= Total Westernization =

Pro-Western thoughts in mainland China

Total Westernization (全盘西化 (quánpán xīhuà)) is a trend of intellectuals in Greater China, first proposed in 1915. Chen Xujing, Hu Shih, and others believed that the invasion of the late Qing dynasty by Western great powers was due to the backwardness of Chinese monarchical culture. Therefore, they advocate learning from Western ways of thinking and behavior, and completely abandoning China's authoritarian culture. Later, Hu Shih changed the concept of total westernization to "full globalization". Hu Qiuyuan believed that the failure of the war was the result of the wrong policies of the Ming and Qing governments and that the appeasement mentality of the traditionalists, the inferiority mentality of the Westernizers, and the dependence mentality of the Russians could all led to the downfall of the country. They should go beyond the three Open Door Policy, maintain an independent perspective, and find the ability of the Chinese nation to create culture. Ju Haoran believed that total Westernization should focus on the technical aspects based on modern Western science, emphasizing "total scientification" and industrialization.

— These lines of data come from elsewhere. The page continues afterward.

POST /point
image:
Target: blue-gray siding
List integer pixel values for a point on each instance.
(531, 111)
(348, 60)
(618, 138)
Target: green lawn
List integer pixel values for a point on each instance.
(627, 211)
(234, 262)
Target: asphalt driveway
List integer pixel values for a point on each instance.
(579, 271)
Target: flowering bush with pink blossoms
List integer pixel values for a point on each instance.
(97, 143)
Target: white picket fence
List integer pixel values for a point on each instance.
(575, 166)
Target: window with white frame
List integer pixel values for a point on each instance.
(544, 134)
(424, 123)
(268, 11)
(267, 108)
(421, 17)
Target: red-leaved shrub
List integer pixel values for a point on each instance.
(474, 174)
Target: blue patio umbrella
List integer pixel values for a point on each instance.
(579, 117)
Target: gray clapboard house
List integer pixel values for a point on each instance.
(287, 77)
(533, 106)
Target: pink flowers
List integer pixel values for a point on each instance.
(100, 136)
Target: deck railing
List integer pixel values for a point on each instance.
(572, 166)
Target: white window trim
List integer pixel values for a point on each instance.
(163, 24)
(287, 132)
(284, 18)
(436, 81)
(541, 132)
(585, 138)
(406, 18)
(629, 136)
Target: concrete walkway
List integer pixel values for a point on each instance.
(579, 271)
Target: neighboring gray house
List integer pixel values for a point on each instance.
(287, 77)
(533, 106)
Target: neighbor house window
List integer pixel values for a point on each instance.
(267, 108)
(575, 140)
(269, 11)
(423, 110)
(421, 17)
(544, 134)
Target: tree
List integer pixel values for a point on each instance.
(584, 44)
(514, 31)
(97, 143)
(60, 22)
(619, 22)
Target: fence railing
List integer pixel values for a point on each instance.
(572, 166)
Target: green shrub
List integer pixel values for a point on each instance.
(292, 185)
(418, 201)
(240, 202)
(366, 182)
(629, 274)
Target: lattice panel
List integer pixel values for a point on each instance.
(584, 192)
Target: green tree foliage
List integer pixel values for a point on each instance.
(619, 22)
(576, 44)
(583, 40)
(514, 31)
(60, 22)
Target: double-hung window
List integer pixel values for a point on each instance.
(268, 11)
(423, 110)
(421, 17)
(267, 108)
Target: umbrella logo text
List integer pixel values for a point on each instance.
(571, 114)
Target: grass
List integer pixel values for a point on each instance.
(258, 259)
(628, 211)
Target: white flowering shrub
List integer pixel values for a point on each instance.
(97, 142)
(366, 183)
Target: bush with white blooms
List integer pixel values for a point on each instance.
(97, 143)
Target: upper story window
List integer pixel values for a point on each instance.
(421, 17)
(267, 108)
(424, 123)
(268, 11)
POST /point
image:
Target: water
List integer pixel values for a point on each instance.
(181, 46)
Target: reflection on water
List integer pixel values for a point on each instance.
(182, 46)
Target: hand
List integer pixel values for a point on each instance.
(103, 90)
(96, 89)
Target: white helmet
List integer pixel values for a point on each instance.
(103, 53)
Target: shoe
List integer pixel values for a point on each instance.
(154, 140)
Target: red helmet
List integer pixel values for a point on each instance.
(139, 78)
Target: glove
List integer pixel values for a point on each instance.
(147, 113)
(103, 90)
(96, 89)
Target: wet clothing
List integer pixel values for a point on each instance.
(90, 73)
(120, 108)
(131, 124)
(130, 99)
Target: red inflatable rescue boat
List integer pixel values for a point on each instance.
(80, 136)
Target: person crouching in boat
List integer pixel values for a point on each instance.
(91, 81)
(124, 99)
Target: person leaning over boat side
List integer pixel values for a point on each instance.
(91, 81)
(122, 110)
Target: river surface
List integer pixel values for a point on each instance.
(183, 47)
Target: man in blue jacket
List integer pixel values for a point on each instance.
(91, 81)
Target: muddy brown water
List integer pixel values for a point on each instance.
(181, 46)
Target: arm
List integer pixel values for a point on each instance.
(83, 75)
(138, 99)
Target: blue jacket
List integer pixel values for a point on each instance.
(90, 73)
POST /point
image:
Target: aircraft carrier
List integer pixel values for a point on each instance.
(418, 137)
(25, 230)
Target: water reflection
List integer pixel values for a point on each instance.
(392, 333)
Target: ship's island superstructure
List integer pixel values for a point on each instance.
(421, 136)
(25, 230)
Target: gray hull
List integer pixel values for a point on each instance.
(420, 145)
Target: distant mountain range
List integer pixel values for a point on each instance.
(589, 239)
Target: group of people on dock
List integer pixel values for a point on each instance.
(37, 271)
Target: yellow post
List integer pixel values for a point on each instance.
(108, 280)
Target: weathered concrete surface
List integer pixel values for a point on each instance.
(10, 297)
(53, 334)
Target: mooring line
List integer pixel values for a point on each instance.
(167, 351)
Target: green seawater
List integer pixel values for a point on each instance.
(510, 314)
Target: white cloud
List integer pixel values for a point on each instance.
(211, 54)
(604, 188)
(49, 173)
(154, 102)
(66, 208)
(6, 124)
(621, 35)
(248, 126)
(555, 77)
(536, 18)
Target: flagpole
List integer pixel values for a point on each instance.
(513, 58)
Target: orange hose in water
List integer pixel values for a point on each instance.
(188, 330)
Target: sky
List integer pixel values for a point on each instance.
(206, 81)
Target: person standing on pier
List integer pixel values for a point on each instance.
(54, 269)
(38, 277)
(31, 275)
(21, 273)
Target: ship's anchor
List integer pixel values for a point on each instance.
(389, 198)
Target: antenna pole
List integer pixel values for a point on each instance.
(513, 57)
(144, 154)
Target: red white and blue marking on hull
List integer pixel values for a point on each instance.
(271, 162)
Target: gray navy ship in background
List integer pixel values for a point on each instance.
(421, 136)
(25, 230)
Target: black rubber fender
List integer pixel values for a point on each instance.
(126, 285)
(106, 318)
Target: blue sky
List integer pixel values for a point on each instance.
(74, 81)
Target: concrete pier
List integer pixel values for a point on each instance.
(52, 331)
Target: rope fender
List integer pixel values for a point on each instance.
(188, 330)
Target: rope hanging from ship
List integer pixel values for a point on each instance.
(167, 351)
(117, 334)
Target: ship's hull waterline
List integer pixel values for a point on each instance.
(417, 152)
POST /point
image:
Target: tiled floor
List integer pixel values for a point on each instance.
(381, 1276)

==Total Westernization in the 1980s==
In 1979, the government of China began the reform and opening up. After the stagnation of the Cultural Revolution, the cultural fever of the 1980s took off. After entering the 1980s, facing the reality of China's backward economic level and a huge gap with Hong Kong, Taiwan, and Western countries, the theory of total westernization once again emerged, directly impacting Chinese society's recognition of the Chinese government and socialist system. The ruling Chinese Communist Party had different views on total Westernization. There were views that regarded total westernization as a bourgeois liberalization proposition and proposed that China should follow the path of socialism with Chinese characteristics formulated by Deng Xiaoping. On the other hand, Wang Ruowang and Fang Lizhi were regarded by the CCP as the leaders of the total Westernization theory.

In 1988, Liu Xiaobo proposed that China should be fully Westernized, and more importantly, it should become a "three-hundred-year colony" of Western countries. In the same year, the China Central Television (CCTV) documentary "River Elegy" totally denied Chinese culture and Chinese civilization. Before the 1989 Tiananmen Square protests and massacre, the theory of total Westernization reached its zenith. Researchers believed that the total Westernization theory of the 1980s was a continuation of the proposition of China's national direction since the Opium War, a reaction of the intelligence community to the halt of China's reform under the demonstration effect of Western countries, and also related to the tendency of the Chinese government to guide public opinion. After the 1990s, in the context of China's economic take-off and national strength improvement, Chinese nationalism rose and the total westernization theory declined.